A Bloomberg acrescenta que não é claro se as negociações avançaram ou não, não estando em curso qualquer processo formal de venda.
“Os CTT trabalham ocasionalmente com empresas de consultoria e bancos de investimento em cenários de desenvolvimento ou oportunidades de negócio”, respondeu a empresa portuguesa. Já o Cajamar, com sede em Almeria, afirmou que o banco não comenta “rumores”.
Os CTT venderam uma participação de 8,7% do Banco CTT à seguradora Tranquilidade Generali em 2022 numa operação que avaliou o banco em 290 milhões de euros.
Em cima da mesa estarão várias possibilidades, incluindo um spin-off do banco e posterior colocação em bolsa, como chegou a admitir o então CEO dos CTT, João Bento, em entrevista ao ECO, no início do ano passado. “Nós não somos o acionista ideal para um banco”, disse. O gestor explicou que a integração do Banco CTT no Grupo CTT dificulta, inclusivamente, a avaliação da empresa por parte dos investidores e analistas. Mesmo assim, nessa entrevista, João Bento referiu que ainda havia “alavancas de avaliação do banco” a explorar pela empresa antes de uma possível venda.
O interesse do Cajamar reforça o apetite dos bancos espanhóis pelo mercado nacional, onde nuestros hermanos já marcam presença com o Santander (ex-Totta), BPI (detido pelo Caixabank), Abanca (que acabou de comprar o Eurobic) e o Bankinter (que comprou a operação do Barclays em 2016). Um domínio espanhol que não é bem-visto pelo Governo português.

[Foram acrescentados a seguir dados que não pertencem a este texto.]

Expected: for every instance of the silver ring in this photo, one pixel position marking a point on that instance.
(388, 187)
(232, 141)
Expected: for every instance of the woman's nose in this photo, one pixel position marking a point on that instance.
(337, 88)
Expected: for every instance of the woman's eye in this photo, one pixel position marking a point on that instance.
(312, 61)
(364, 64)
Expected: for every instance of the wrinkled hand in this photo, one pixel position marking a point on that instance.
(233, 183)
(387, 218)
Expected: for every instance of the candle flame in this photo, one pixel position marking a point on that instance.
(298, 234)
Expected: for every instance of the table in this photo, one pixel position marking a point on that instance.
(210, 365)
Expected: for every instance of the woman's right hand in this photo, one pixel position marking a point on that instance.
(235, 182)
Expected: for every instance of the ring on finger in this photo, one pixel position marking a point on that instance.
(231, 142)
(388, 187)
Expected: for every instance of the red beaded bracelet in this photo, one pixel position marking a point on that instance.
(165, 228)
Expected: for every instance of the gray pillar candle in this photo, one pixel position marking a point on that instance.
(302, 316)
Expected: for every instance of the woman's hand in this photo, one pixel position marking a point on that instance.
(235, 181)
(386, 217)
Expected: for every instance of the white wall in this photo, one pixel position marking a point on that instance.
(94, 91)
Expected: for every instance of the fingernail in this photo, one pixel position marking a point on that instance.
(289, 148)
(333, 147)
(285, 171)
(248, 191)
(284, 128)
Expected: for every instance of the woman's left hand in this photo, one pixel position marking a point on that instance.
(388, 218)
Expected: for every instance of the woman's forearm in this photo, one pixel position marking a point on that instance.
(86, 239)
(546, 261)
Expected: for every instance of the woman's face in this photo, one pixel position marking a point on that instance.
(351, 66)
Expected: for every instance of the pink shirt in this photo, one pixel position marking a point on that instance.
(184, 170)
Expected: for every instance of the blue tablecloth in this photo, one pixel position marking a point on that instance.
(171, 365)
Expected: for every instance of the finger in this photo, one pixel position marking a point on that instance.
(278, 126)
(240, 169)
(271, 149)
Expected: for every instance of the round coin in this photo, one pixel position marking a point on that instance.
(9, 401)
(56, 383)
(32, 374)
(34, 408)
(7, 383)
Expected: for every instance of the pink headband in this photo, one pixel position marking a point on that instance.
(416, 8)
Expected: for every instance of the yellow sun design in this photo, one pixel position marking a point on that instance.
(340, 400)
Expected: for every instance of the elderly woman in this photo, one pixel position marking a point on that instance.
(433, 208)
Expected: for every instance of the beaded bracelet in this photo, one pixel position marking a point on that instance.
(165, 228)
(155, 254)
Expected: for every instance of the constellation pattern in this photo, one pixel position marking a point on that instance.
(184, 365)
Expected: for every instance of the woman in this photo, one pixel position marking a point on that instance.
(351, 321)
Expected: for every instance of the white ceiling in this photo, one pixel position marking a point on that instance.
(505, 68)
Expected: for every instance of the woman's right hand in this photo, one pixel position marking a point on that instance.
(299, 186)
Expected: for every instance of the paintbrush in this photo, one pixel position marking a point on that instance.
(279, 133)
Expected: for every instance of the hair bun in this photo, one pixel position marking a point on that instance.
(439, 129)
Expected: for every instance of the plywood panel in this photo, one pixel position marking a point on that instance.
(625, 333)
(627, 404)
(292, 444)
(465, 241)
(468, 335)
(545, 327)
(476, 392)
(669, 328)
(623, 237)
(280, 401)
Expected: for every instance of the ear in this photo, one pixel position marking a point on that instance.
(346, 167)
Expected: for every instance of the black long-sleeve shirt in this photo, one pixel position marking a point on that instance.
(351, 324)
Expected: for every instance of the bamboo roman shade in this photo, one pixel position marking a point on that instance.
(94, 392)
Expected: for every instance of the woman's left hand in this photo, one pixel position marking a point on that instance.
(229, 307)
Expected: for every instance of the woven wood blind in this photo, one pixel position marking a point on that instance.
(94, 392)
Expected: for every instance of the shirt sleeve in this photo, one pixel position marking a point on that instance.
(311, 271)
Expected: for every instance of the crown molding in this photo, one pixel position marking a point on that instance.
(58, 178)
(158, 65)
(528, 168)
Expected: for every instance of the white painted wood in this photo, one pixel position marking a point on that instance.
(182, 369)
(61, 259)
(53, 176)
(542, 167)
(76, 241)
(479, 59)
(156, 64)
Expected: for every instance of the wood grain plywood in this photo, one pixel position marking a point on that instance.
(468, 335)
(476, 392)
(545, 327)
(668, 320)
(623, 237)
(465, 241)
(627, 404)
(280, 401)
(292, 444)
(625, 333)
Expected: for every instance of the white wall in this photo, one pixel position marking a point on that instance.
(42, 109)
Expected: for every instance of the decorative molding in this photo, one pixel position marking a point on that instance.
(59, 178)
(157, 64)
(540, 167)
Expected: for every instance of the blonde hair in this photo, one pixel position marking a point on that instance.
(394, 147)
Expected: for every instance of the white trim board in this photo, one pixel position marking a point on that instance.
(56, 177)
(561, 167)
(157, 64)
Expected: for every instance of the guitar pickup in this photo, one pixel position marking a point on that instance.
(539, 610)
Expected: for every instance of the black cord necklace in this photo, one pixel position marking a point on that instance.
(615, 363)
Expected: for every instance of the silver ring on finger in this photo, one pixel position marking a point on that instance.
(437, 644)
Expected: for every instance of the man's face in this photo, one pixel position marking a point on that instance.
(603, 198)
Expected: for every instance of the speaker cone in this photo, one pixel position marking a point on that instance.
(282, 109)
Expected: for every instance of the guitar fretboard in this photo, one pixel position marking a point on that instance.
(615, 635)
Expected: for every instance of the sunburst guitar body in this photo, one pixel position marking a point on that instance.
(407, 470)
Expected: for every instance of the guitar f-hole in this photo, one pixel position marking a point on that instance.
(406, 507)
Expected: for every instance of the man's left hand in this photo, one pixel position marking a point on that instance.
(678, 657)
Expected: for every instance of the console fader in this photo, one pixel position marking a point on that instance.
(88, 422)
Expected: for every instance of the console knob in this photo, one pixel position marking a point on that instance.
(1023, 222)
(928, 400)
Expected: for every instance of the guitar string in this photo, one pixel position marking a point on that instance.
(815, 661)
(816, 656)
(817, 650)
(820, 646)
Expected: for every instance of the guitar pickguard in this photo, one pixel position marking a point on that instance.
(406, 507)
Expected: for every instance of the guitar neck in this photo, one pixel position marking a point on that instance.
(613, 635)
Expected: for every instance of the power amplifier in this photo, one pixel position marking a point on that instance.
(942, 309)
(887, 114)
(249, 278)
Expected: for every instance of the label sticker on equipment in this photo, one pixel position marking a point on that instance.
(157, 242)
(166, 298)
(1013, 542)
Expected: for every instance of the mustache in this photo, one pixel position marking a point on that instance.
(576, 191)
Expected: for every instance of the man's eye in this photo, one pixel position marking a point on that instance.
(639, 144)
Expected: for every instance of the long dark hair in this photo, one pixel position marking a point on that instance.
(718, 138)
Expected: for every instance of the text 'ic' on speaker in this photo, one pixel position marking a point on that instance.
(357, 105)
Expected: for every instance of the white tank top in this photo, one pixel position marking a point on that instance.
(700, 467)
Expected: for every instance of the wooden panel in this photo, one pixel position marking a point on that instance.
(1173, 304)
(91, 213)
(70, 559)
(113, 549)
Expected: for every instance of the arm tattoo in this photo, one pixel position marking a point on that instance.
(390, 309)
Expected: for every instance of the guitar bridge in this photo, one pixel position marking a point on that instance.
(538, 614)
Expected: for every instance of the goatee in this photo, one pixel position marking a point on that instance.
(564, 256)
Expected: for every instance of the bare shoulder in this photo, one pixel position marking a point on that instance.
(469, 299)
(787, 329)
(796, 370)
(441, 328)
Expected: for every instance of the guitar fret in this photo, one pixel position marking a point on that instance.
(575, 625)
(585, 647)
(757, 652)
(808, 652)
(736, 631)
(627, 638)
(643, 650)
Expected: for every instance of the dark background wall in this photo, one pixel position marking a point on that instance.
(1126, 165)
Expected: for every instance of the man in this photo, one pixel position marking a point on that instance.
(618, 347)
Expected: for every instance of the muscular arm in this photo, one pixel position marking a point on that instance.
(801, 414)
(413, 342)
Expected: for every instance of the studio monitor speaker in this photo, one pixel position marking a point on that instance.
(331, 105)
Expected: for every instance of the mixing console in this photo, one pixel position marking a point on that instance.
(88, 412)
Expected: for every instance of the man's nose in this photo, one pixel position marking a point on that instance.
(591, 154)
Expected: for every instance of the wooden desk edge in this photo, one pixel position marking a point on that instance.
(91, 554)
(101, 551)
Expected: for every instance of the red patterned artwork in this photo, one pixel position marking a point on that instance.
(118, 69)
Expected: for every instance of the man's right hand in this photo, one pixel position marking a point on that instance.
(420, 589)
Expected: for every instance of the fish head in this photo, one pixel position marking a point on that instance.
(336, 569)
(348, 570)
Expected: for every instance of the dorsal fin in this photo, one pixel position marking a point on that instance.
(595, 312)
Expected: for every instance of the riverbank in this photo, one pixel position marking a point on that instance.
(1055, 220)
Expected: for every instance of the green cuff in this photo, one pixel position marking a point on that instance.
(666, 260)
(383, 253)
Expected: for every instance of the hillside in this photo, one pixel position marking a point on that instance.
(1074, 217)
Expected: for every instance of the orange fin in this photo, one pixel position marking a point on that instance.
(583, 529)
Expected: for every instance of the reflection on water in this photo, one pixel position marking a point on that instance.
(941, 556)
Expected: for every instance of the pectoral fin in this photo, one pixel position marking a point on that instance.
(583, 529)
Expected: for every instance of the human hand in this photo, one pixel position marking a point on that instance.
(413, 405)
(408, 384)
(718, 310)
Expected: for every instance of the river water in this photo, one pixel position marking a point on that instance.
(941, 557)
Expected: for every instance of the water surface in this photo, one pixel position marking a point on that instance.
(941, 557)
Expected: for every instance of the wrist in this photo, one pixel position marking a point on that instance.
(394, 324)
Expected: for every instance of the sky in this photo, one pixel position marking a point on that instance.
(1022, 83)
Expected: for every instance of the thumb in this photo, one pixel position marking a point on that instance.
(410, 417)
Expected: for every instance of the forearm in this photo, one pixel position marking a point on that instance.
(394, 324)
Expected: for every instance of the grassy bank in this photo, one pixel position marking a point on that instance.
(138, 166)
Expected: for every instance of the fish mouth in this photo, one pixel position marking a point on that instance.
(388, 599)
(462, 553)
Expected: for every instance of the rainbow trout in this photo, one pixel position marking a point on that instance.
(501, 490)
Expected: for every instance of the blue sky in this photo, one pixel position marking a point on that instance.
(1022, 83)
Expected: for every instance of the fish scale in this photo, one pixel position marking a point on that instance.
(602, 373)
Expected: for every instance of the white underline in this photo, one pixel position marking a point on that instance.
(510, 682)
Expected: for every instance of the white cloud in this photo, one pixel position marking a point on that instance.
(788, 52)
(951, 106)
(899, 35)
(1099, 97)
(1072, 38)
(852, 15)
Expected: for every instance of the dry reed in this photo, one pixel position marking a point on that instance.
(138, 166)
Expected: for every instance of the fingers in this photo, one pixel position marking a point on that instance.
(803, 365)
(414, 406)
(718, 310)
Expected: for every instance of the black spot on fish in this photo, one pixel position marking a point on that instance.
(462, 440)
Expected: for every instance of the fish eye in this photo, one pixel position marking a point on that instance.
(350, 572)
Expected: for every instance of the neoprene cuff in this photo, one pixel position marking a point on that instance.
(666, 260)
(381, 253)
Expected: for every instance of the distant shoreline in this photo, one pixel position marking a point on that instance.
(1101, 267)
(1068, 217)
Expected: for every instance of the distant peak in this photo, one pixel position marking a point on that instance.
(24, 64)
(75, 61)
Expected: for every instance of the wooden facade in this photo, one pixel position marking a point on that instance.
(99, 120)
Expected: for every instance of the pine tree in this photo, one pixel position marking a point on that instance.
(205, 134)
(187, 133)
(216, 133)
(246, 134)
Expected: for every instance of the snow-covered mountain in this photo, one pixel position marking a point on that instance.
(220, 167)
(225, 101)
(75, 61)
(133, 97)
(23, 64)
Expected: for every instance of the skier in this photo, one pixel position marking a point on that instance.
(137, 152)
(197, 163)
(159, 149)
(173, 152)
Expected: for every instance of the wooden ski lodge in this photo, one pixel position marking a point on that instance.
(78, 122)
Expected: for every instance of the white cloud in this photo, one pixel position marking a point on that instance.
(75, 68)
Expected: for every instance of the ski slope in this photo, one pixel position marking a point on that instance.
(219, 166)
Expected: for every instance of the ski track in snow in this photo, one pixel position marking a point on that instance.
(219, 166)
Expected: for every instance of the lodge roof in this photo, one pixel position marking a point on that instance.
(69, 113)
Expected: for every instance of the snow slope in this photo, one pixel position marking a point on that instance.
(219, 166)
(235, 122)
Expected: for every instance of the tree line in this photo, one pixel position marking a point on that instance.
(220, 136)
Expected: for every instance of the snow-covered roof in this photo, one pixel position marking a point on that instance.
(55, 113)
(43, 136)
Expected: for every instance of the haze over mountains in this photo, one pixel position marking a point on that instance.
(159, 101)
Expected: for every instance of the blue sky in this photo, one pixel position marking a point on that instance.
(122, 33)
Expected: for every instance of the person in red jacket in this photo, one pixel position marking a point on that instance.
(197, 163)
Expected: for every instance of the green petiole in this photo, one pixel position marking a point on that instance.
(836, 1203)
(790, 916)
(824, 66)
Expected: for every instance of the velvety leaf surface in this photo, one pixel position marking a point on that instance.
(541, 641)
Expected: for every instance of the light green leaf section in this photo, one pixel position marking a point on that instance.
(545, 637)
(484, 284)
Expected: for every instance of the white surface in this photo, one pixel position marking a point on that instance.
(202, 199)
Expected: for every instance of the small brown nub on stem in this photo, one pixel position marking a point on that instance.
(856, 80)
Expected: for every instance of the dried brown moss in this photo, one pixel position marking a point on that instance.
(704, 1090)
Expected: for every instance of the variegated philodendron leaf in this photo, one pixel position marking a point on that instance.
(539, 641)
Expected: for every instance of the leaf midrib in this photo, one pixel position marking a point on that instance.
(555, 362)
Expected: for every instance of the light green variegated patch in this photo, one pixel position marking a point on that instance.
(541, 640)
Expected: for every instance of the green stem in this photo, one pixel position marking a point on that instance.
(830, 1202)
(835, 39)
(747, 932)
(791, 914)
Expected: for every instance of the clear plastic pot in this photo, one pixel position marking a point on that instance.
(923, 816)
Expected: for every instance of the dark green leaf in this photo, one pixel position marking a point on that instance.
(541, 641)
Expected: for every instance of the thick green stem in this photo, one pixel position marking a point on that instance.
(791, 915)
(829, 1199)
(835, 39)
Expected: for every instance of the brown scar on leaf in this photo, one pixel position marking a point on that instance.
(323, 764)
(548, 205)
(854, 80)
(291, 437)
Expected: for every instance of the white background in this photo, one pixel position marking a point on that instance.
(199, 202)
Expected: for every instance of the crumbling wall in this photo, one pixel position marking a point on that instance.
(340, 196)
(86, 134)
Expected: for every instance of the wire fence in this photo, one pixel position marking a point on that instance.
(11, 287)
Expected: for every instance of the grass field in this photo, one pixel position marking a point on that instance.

No ano passado, o ministro das Finanças mostrou a sua oposição à possibilidade de o Caixabank avançar para a compra do Novobanco. “É do interesse do país que não haja uma excessiva concentração do setor bancário de bancos de um único país, como é o caso de Espanha”, afirmou Joaquim Miranda Sarmento há pouco mais de um ano.